Veniamo a noi, per lasciarci stuzzicare da Gesù, che ci vuole bene e desidera accrescere la nostra fede, cioè la nostra adesione a Lui.

Ci chiede se le sue parole sono davvero meravigliose per noi o rimangono semplicemente parole belle ma non incisive nella nostra vita.

Ci chiede se siamo «in grado di comprendere quale sia l’ampiezza, la lunghezza, l’altezza e la profondità» del suo amore (cf. Ef 3,18) o se ci accontentiamo di una vaga conoscenza di lui.

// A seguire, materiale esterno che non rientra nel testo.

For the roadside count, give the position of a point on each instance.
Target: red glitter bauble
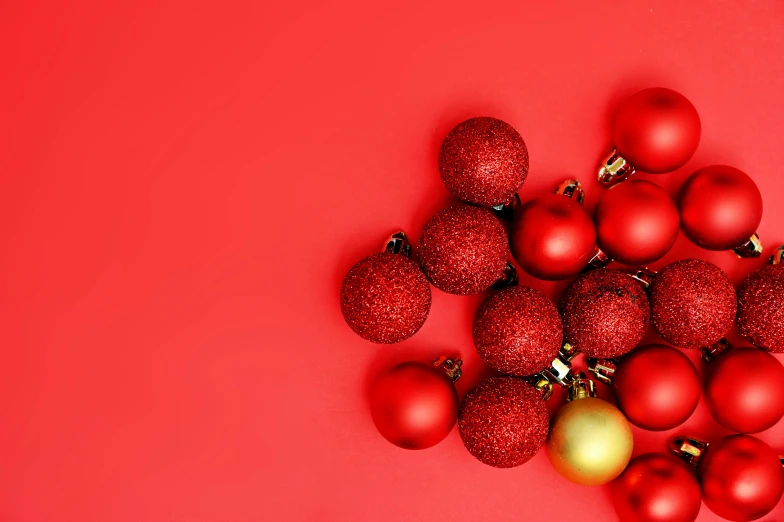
(656, 488)
(761, 308)
(657, 387)
(483, 161)
(605, 313)
(503, 421)
(740, 477)
(463, 249)
(385, 298)
(657, 130)
(721, 207)
(518, 331)
(636, 222)
(414, 405)
(552, 237)
(692, 303)
(744, 389)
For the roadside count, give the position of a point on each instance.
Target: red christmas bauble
(657, 130)
(692, 303)
(503, 421)
(483, 161)
(721, 207)
(463, 249)
(605, 313)
(385, 298)
(657, 387)
(761, 308)
(518, 331)
(414, 405)
(744, 390)
(552, 237)
(656, 488)
(740, 477)
(636, 222)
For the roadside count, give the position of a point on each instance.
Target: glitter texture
(605, 313)
(692, 303)
(761, 308)
(385, 298)
(463, 249)
(503, 421)
(517, 331)
(483, 161)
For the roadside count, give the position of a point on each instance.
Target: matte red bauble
(518, 331)
(721, 207)
(744, 390)
(414, 405)
(552, 237)
(656, 488)
(463, 249)
(692, 303)
(636, 222)
(483, 161)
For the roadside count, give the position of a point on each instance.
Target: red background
(184, 186)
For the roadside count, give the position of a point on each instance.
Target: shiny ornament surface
(483, 161)
(517, 331)
(552, 237)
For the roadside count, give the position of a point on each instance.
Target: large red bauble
(656, 130)
(483, 161)
(657, 387)
(656, 487)
(414, 405)
(741, 478)
(721, 207)
(636, 222)
(744, 390)
(518, 331)
(552, 237)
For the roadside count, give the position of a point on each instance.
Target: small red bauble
(483, 161)
(744, 390)
(692, 303)
(503, 421)
(385, 298)
(553, 237)
(636, 222)
(414, 405)
(721, 207)
(518, 331)
(463, 249)
(605, 313)
(656, 488)
(657, 387)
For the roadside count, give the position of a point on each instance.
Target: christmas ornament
(656, 130)
(743, 387)
(636, 222)
(721, 207)
(761, 305)
(656, 487)
(605, 313)
(385, 298)
(414, 405)
(517, 331)
(740, 476)
(483, 161)
(692, 303)
(655, 386)
(590, 442)
(464, 249)
(503, 421)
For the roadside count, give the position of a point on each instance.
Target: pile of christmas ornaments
(604, 314)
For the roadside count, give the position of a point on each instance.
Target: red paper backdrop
(184, 185)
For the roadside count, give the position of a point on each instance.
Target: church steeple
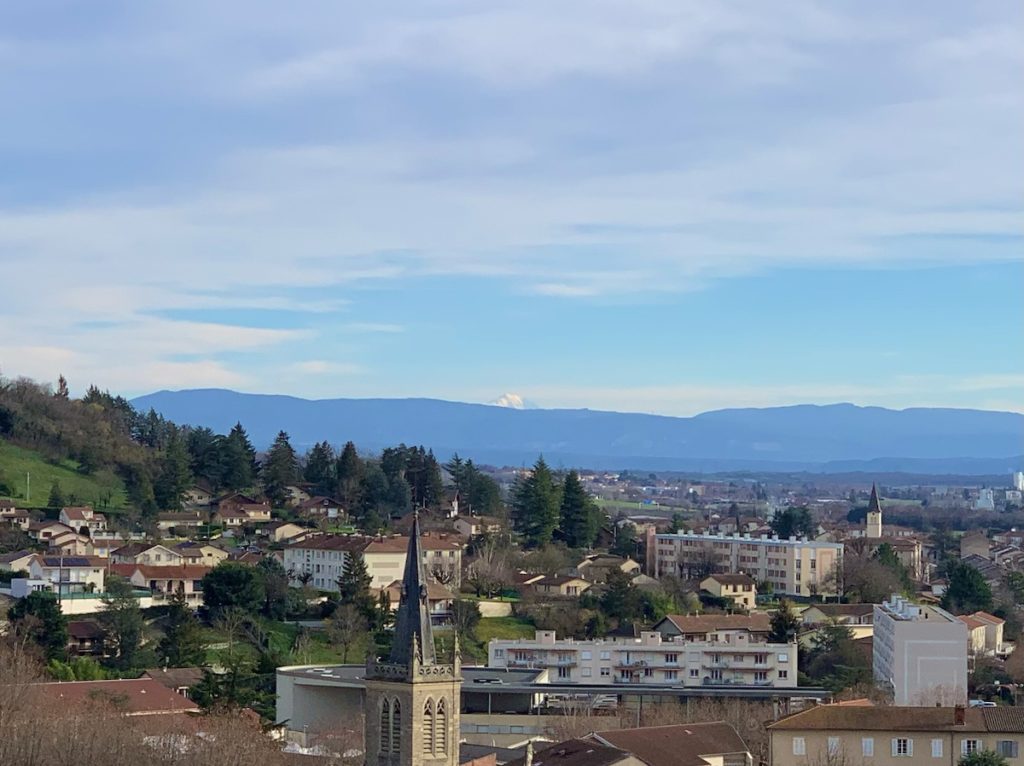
(413, 636)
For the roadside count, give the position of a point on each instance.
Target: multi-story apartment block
(650, 660)
(920, 652)
(796, 566)
(322, 559)
(894, 736)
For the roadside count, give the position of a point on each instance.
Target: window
(1008, 748)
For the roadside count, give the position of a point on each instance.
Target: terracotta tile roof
(188, 571)
(679, 745)
(138, 696)
(843, 718)
(731, 579)
(757, 623)
(576, 753)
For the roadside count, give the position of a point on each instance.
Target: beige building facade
(796, 566)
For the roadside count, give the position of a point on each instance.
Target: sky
(652, 206)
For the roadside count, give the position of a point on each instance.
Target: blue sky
(650, 206)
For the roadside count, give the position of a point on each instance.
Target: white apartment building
(920, 652)
(322, 559)
(650, 660)
(796, 566)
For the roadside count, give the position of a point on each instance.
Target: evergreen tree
(122, 619)
(56, 499)
(39, 615)
(320, 467)
(239, 460)
(580, 517)
(967, 590)
(784, 624)
(353, 586)
(535, 505)
(280, 469)
(175, 475)
(182, 644)
(348, 474)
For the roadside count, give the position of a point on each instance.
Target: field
(102, 491)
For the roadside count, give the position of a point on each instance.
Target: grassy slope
(15, 462)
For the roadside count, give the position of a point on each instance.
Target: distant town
(360, 607)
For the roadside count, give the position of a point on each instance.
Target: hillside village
(588, 614)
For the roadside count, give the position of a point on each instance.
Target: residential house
(727, 628)
(595, 567)
(650, 658)
(199, 554)
(69, 575)
(843, 613)
(564, 586)
(165, 580)
(15, 560)
(920, 652)
(471, 526)
(83, 519)
(42, 532)
(711, 743)
(321, 559)
(198, 496)
(85, 638)
(138, 696)
(321, 507)
(796, 566)
(894, 735)
(184, 519)
(740, 589)
(146, 553)
(178, 680)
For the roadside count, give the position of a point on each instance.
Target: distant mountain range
(803, 437)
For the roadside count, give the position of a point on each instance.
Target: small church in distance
(412, 700)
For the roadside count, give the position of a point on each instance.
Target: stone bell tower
(412, 708)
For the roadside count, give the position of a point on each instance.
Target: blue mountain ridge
(811, 437)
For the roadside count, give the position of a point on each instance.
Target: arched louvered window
(440, 728)
(385, 726)
(395, 725)
(428, 727)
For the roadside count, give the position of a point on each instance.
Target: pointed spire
(413, 636)
(873, 505)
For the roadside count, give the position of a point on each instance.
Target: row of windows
(903, 747)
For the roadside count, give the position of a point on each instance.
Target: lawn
(102, 490)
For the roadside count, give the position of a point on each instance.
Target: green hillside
(101, 490)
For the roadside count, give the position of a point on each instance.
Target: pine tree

Ci chiede se ci rendiamo conto di essere nell’«oggi» della salvezza, o se continuiamo a ritenere, in fondo, che Dio sia piuttosto lontano.

Ci chiede se pretendiamo da lui dei miracoli che mettano a posto meccanicamente i casini della nostra vita o se desideriamo prima di tutto la salvezza che consiste in un rapporto indistruttibile con lui che è morto e risorto per noi. Ci chiede se siamo aperti e attenti alla enormità della salvezza che lui propone a tutti gli uomini o se ci chiudiamo nella intimità della nostra (presunta) fede senza interessarci delle vedove e dei lebbrosi che, vicino a noi o in giro per il mondo, Dio ama e vuole salvare.